02h16min. Amarrada em uma viga. Nua. Amordaçada. Debatendo-se. Sem poder se mover. Lágrimas viajavam por seu rosto, suplicando por clemência. Seus olhos verdes sobpostos por longos cílios brilhavam uma apavorante agonia. Em cima de uma mesa havia um pano enrolado. Eu o abri. Um belo jogo de lâminas apresentou-se a mim. Antes de escolher, as observei com cuidado. Sutileza. Uma mais brilhante e afiada que a outra. Escolhi. E lá estava ela. Esperando-me para o abate. Lentamente, aproximei-me. Silêncio. Apenas seus gemidos abafados. Cada passo parecia uma eternidade. Mas fiz questão de apreciar cada segundo. Cada lágrima. Como uma nota de jazz. Mesmo sem saber ela estava contribuindo para o processo de criação. Não havia porque chorar. Não havia o que temer. O sacrifício. Enterrei a faca em seu ventre. Um grito abafado de dor e desespero. Os olhos pareciam saltar da órbita. Minha mão entrou junto. Para testemunhar a mutilação de seus órgãos. Tudo pulsava lá dentro. O mesmo fervor de sua vagina. Quando puxei a faca, um mar de sangue e vísceras atingiu o chão, jorrando por todos os lados. Os lençóis já não eram mais brancos. Um último suspiro. Seu corpo estava entregue. Morta. Puxei o coração e o posicionei diante de seus pés. Afastei-me para observá-la pela última vez. Apenas o silêncio. E gotas de sangue que mergulhavam ao chão. Uma pintura. O testemunho da morte diante do caos.

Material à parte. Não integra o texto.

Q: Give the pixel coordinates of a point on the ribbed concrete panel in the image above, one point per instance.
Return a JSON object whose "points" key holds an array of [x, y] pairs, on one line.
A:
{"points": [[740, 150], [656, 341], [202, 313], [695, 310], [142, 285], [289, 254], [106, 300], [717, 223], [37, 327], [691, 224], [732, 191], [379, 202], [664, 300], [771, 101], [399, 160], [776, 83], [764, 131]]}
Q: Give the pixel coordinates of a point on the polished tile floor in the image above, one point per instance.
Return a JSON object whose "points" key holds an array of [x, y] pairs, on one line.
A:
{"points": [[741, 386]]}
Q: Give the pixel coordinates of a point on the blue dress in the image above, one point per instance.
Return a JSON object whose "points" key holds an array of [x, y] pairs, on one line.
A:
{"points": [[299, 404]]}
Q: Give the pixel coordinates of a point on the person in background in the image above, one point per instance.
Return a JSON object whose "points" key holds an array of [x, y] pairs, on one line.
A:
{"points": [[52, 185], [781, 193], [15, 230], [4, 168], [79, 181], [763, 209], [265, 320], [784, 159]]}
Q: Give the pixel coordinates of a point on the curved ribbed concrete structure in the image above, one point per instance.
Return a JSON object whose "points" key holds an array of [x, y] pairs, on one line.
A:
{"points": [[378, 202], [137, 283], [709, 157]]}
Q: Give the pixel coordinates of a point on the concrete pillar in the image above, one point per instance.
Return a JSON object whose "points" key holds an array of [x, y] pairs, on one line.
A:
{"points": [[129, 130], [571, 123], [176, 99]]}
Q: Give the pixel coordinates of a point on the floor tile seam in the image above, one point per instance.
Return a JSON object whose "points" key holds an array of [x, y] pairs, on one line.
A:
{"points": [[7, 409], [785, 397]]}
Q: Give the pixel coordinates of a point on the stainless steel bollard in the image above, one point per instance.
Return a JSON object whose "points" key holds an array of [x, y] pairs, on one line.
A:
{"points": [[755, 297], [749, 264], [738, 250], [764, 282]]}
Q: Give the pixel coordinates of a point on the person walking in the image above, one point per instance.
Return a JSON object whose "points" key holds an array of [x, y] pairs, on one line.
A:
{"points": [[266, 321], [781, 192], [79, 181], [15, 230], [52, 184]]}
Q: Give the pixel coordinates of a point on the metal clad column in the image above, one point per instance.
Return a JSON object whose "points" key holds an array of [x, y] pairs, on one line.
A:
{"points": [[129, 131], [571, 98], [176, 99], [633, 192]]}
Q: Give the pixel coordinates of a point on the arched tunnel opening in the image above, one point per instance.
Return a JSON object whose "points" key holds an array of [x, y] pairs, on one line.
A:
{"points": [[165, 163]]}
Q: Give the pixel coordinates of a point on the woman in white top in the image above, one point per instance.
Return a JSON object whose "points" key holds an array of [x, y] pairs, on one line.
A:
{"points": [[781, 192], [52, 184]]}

Na manhã seguinte, tomávamos café em casa. O dia estava um pouco acinzentado.

-Onde esteve ontem à noite? – Julia perguntou-me.

-Como assim?

-Ontem de madrugada acordei para tomar água e percebi que não estava.

-Saí para arejar a cabeça.

-No meio da madrugada?

-E daí. Existe horário propício para arejar a cabeça?

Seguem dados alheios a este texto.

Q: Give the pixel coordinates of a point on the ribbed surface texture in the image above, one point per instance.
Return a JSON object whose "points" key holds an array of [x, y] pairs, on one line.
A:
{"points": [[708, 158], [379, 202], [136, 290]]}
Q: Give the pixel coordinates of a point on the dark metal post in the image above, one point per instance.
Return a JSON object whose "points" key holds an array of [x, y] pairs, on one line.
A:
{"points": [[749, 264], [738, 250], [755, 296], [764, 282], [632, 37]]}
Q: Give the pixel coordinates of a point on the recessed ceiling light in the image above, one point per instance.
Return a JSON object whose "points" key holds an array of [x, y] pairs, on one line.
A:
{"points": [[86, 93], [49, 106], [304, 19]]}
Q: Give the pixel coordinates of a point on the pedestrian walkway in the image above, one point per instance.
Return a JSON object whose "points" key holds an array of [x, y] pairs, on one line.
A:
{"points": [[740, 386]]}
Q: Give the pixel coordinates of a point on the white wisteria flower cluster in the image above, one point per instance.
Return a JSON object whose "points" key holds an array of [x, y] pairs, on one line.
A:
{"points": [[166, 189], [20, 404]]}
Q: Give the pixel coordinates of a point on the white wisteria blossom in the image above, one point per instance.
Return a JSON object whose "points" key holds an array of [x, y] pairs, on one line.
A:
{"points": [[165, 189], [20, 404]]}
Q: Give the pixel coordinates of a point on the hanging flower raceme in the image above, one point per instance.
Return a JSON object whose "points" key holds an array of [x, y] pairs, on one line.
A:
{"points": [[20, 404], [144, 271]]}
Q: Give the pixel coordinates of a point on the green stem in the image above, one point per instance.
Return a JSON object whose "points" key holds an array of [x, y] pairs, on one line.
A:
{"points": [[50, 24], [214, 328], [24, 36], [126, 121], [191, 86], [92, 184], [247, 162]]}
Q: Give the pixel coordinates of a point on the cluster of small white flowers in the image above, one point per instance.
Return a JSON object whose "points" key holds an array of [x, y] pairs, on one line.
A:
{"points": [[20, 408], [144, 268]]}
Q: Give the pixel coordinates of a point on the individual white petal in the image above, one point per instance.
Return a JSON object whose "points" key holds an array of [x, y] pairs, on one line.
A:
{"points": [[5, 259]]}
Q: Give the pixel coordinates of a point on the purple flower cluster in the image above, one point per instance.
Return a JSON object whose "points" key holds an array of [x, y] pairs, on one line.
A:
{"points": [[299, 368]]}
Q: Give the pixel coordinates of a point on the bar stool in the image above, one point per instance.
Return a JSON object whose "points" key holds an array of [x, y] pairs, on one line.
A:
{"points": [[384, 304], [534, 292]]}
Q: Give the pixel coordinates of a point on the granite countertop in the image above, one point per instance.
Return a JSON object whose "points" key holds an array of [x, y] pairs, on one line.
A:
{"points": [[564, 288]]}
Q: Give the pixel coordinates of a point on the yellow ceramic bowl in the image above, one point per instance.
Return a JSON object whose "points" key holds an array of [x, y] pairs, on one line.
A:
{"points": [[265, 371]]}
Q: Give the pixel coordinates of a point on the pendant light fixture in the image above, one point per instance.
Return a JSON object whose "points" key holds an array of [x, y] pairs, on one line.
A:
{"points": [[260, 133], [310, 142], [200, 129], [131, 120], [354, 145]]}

-Não. Só fico preocupada em saber que sai de repente no meio da noite.

-Sei cuidar de mim.

-Não estou falando isso. Apenas gosto de quando está em casa. Faz eu me sentir segura.

-Nunca estamos seguros.

-O que há com você?

-Nada. Só não gosto que me encham de perguntas.

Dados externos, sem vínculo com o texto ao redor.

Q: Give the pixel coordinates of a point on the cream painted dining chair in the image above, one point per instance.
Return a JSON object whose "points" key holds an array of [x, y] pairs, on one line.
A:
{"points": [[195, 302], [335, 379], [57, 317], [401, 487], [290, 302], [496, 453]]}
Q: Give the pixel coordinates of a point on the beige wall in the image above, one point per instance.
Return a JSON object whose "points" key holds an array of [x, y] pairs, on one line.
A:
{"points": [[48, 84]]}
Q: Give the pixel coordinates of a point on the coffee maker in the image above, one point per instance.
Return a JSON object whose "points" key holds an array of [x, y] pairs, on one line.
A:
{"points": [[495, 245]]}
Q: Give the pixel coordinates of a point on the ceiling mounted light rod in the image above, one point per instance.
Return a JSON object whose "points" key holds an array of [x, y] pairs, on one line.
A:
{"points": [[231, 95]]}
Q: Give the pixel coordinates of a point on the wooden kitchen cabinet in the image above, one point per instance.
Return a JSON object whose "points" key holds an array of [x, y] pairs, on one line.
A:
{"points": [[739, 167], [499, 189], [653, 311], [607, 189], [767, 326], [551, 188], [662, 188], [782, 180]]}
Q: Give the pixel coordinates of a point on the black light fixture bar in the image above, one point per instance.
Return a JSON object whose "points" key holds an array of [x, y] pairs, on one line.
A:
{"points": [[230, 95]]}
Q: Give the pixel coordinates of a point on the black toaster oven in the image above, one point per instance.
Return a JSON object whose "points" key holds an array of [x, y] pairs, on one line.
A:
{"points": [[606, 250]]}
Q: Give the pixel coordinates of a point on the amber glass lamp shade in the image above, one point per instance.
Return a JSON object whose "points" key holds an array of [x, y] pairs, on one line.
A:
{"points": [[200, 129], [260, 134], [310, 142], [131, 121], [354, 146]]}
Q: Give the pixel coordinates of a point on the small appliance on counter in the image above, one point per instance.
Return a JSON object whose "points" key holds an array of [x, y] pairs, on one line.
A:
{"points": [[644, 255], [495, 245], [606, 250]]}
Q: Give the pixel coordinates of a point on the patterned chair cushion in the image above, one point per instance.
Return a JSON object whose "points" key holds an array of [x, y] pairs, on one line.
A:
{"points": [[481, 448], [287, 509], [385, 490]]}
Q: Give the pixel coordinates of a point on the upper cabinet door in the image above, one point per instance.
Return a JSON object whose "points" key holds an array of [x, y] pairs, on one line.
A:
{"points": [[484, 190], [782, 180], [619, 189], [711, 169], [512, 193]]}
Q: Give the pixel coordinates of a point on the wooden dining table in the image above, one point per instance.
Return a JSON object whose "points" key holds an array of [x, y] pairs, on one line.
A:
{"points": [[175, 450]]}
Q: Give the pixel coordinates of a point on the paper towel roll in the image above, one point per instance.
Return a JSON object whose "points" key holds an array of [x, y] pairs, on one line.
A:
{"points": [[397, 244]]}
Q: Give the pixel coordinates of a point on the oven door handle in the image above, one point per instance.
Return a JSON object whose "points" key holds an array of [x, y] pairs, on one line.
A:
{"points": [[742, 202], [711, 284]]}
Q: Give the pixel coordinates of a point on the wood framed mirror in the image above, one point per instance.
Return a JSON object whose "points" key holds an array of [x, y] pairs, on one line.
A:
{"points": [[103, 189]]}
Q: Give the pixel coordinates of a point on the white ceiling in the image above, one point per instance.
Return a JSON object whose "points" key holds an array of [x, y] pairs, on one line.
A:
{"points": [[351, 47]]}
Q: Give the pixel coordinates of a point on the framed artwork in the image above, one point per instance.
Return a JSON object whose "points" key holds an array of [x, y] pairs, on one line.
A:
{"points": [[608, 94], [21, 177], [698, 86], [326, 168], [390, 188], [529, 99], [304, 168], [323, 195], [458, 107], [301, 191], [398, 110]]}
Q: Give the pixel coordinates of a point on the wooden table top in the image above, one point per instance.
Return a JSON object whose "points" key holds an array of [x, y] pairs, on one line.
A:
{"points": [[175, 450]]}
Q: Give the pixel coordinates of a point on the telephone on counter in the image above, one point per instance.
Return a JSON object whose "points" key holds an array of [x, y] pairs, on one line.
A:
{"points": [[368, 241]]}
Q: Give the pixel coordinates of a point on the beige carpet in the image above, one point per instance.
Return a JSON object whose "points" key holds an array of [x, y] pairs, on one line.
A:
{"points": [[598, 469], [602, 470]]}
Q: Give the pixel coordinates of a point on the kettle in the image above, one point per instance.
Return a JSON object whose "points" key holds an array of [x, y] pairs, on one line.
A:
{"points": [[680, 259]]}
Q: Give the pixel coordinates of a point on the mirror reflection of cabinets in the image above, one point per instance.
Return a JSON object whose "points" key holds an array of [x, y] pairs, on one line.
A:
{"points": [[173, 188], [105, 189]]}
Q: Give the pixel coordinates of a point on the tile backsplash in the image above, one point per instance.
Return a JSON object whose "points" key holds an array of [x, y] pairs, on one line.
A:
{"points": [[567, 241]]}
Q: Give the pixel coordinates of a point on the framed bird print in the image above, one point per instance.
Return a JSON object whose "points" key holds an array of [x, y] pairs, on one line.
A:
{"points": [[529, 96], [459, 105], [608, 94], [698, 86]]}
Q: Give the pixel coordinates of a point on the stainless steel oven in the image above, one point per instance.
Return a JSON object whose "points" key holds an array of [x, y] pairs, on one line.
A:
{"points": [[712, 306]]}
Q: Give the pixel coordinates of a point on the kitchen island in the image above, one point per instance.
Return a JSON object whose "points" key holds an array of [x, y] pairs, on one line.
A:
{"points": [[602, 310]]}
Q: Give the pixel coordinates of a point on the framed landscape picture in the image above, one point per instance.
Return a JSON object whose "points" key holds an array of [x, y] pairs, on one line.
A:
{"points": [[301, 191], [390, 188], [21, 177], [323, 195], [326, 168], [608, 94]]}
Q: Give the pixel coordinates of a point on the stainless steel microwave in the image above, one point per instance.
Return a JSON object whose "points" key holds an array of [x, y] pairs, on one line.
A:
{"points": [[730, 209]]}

-Está bem, “senhor não gosto de perguntas”. Vou ficar calada se é o que quer. – ela acrescentou com ironia.

-Não acredito que vamos brigar só porque resolvi dar uma caminhada de madrugada.

-E quem aqui está brigando?

-Você.

-Calma, querido. – ela consertou, abraçando-me por trás para evitar uma briga. – Só acho que em vez de sair por aí, poderia estar na cama com sua noiva. Não é pedir demais.

-Certo. Desculpe-me. Da próxima vez eu aviso.

-Todo bem. Agora vamos tomar café. Não quero me atrasar para minha própria exposição. – ela acrescentou, sentando-se à mesa.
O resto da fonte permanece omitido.